El viejecillo hizo un guiño, y se quedó mirando al viajero con picardía, sonriente y
lleno de bondad. En ese momento se oyó un silbido lejano. El guardagujas dio un
brinco, lleno de inquietud, y se Puso a hacer señales ridículas y desordenadas con
su linterna.
-¿Es el tren? -preguntó el forastero.
El anciano echó a correr por la vía, desaforadamente.
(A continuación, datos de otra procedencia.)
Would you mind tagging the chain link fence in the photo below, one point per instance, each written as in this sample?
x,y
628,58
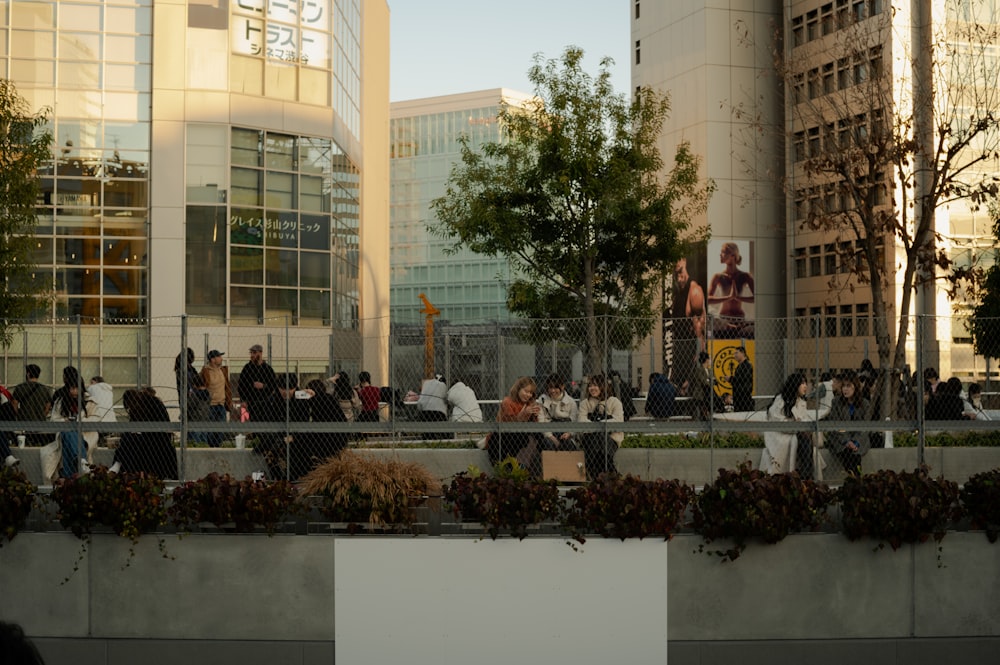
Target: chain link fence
x,y
722,375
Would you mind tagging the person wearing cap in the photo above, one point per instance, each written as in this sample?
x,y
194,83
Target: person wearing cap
x,y
220,394
257,382
32,401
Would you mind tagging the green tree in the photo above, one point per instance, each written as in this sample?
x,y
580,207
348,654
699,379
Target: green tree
x,y
573,196
24,146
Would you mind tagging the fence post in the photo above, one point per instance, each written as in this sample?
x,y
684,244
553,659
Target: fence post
x,y
81,455
182,396
919,397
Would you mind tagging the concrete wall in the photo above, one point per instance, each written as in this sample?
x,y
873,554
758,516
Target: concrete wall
x,y
254,599
695,466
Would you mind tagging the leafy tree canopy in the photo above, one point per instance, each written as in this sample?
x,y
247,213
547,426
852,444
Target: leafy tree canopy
x,y
574,197
986,315
24,146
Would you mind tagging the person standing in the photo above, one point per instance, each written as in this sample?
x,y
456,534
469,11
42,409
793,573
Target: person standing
x,y
257,381
151,452
6,438
742,382
433,405
32,401
369,396
599,447
66,403
701,389
660,397
464,404
850,405
220,393
785,452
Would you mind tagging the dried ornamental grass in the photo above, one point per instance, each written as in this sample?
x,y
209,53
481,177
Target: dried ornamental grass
x,y
357,487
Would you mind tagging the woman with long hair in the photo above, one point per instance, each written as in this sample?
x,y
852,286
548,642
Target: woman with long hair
x,y
785,452
188,378
600,406
66,407
151,452
519,406
728,291
557,407
850,405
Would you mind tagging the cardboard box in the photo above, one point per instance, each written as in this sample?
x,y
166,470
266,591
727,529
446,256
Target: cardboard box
x,y
566,466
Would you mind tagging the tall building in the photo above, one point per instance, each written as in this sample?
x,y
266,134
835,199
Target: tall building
x,y
468,288
226,161
846,73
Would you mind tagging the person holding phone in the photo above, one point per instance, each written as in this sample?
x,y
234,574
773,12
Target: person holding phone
x,y
519,406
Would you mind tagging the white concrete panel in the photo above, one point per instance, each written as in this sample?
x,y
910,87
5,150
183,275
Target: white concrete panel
x,y
256,111
719,36
169,24
168,104
489,601
207,106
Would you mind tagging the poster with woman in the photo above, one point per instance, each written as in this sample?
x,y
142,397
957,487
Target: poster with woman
x,y
730,293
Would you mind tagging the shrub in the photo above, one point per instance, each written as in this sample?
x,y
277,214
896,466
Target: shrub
x,y
980,497
897,507
358,488
221,500
129,503
17,497
509,501
626,507
747,503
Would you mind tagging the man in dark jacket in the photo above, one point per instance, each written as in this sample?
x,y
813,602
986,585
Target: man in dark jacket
x,y
257,382
287,402
742,382
660,398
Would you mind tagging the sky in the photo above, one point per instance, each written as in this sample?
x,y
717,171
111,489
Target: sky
x,y
443,47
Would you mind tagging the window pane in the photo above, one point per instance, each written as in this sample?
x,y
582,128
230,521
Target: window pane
x,y
206,261
246,226
282,267
315,232
247,303
246,149
315,270
248,187
247,265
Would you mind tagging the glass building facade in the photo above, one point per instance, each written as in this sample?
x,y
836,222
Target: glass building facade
x,y
215,147
468,288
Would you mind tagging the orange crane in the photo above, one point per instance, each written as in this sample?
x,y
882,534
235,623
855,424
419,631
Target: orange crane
x,y
430,311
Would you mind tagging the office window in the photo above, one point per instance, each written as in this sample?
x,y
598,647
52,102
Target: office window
x,y
826,12
801,323
861,320
831,321
814,321
812,25
799,146
830,261
815,261
846,321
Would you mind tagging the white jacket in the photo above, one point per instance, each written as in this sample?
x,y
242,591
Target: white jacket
x,y
780,448
464,405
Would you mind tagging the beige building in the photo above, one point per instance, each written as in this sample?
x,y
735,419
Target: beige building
x,y
223,161
718,63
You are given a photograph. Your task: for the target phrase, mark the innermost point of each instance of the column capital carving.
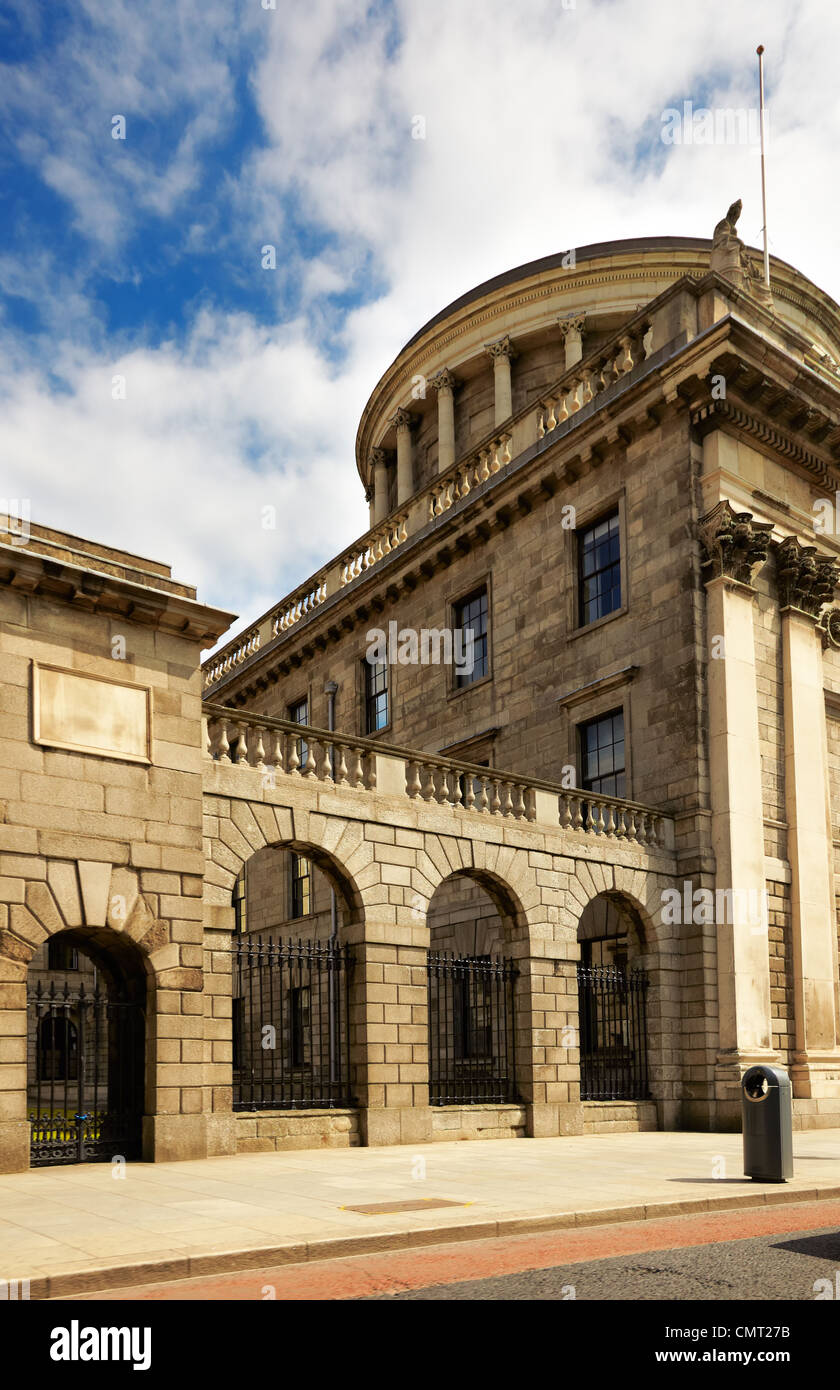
(444, 380)
(805, 580)
(829, 628)
(572, 323)
(402, 419)
(733, 544)
(502, 348)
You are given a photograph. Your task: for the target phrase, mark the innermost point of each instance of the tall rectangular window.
(472, 619)
(241, 902)
(602, 755)
(299, 715)
(376, 695)
(600, 569)
(301, 886)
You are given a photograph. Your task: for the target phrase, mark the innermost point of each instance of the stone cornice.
(27, 571)
(805, 580)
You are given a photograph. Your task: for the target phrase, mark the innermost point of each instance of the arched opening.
(472, 1039)
(85, 1043)
(612, 988)
(291, 982)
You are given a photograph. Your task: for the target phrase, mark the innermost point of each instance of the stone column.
(502, 355)
(380, 485)
(733, 546)
(390, 1036)
(444, 384)
(805, 584)
(405, 483)
(572, 334)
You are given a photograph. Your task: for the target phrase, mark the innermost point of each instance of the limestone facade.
(647, 385)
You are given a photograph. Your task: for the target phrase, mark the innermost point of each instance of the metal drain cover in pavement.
(417, 1205)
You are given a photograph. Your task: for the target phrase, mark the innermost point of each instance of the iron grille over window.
(301, 905)
(470, 617)
(600, 569)
(470, 1030)
(376, 695)
(602, 755)
(614, 1033)
(299, 715)
(291, 1025)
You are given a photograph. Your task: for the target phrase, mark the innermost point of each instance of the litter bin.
(768, 1125)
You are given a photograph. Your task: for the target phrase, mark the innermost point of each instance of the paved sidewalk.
(77, 1229)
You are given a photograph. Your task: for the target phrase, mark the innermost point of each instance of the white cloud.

Cuando estuvo a cierta
distancia, se volvió para gritar:
-¡Tiene usted suerte! Mañana llegará a su famosa estación. ¿Cómo dice usted que
se llama?
-¡X! -contestó el viajero.
En ese momento el viejecillo se disolvió en la clara mañana. Pero el punto rojo de
la linterna siguió corriendo y saltando entre los rieles, imprudentemente, al
encuentro del tren.
Al fondo del paisaje, la locomotora se acercaba como un ruidoso advenimiento.